Surpresa em seguida. Não é o cobrador, mas o motorista quem está virado para encarar o volante; o tal colega, este sim, é o cobrador.

O ônibus parte. Que bom, o motorista é mesmo responsável. O trajeto com previsão de uma hora poderia ser tranquilo, não fossem as pequenas ocorrências. Num sábado tão cedo, enquanto muitos viajam rumo ao trabalho ou à aula, outros tantos retornam da balada.

Numerosos e barulhentos grupos entram. Garotos e garotas, ainda bem jovens, bêbados, garrafas nas mãos, sentam-se no piso, em algazarra. O funk toca no celular, na tentativa de esticar a noite. Descem à frente da entrada do morro, sem pagar passagem. A viagem continua e todos no ônibus permanecem impassíveis.
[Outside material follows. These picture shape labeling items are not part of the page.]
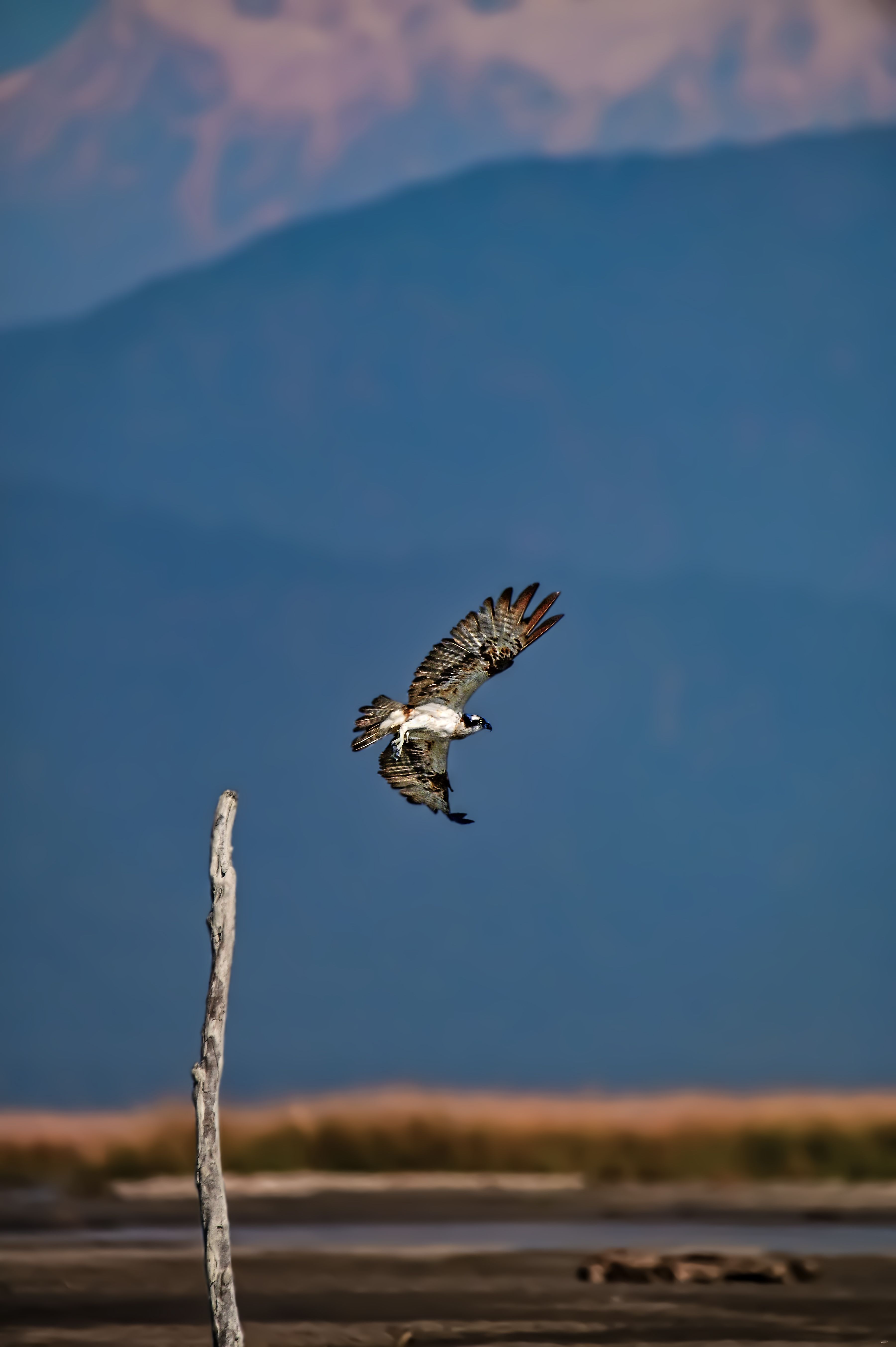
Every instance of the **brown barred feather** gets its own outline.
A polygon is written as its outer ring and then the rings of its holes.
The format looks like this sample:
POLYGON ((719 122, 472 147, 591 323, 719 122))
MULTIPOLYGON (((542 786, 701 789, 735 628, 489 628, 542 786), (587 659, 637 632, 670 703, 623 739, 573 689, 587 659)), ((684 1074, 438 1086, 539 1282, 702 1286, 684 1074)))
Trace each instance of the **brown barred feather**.
POLYGON ((392 745, 380 753, 380 776, 393 791, 400 791, 410 804, 426 804, 433 814, 446 814, 451 823, 472 823, 465 814, 451 814, 447 777, 447 740, 406 740, 400 758, 392 757, 392 745))
POLYGON ((554 594, 548 594, 547 598, 542 599, 542 602, 535 609, 535 612, 532 613, 532 616, 525 618, 525 630, 527 632, 531 632, 534 626, 538 626, 538 624, 542 621, 542 618, 547 613, 548 607, 552 607, 556 603, 556 601, 558 601, 559 597, 561 597, 561 591, 555 590, 554 594))
POLYGON ((556 602, 558 593, 548 594, 530 617, 525 616, 536 589, 538 585, 530 585, 515 603, 513 590, 507 589, 497 603, 486 598, 478 613, 468 613, 420 664, 411 683, 408 704, 443 702, 457 711, 463 710, 477 687, 508 669, 527 645, 559 622, 562 613, 538 626, 556 602))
Logo adiante, a paisagem muda e o que se vê são casas de luxo, hoje transformadas em espaços para festas do outro estrato social. O acostamento - que não é acostamento - está lotado, o ônibus passa devagar. Um rapaz de terno e gravata, encurvado atrás de um carro, vomita. Uma mulher é amparada por dois homens, embriagada - ou drogada - descabelada, com as sandálias em uma das mãos.

Segue o trajeto.


Manhã do dia seguinte. Sono. Cansaço. Certo torpor causado por excesso de informação a ser processada pelo cérebro.

Já no ponto de ônibus, às 7h, passa um homem ainda trajando o que na noite anterior teria sido um passeio completo. Lívido, olhos vidrados, cambaleante. Parece não saber aonde vai.

Naquela mesma subida, os mesmos grupos, o mesmo tumulto. Nenhum passageiro parece ver aquilo, ninguém se move. Motorista e cobradora também. Os passageiros, com seus funks em altíssimo volume, se apropriam do lugar e da paz alheios. Não incomodam mais que isso; descem à frente do morro e o silêncio volta a reinar, como se nada tivesse acontecido.

Menos de dois quilômetros depois, avista-se a cena que marcaria a memória por dias. O homem, caído no chão. Sente dor, se contorce, sangra. O ar é puxado com força, para encher os pulmões ao máximo, na esperança de, ao expirar, jogar fora aquela imagem, como fazem as outras pessoas, que na verdade parecem nem ver.

Quase 8h e as festas bombando. Da rua é possível ver o piscar das luzes no interior das tendas e ouvir o bate-bate da música eletrônica. Uma mulher está sentada à beira da estrada; na noite anterior deveria estar - ou ser - bonita. Naquele momento era somente o sinônimo do fim. Fim de qualquer coisa.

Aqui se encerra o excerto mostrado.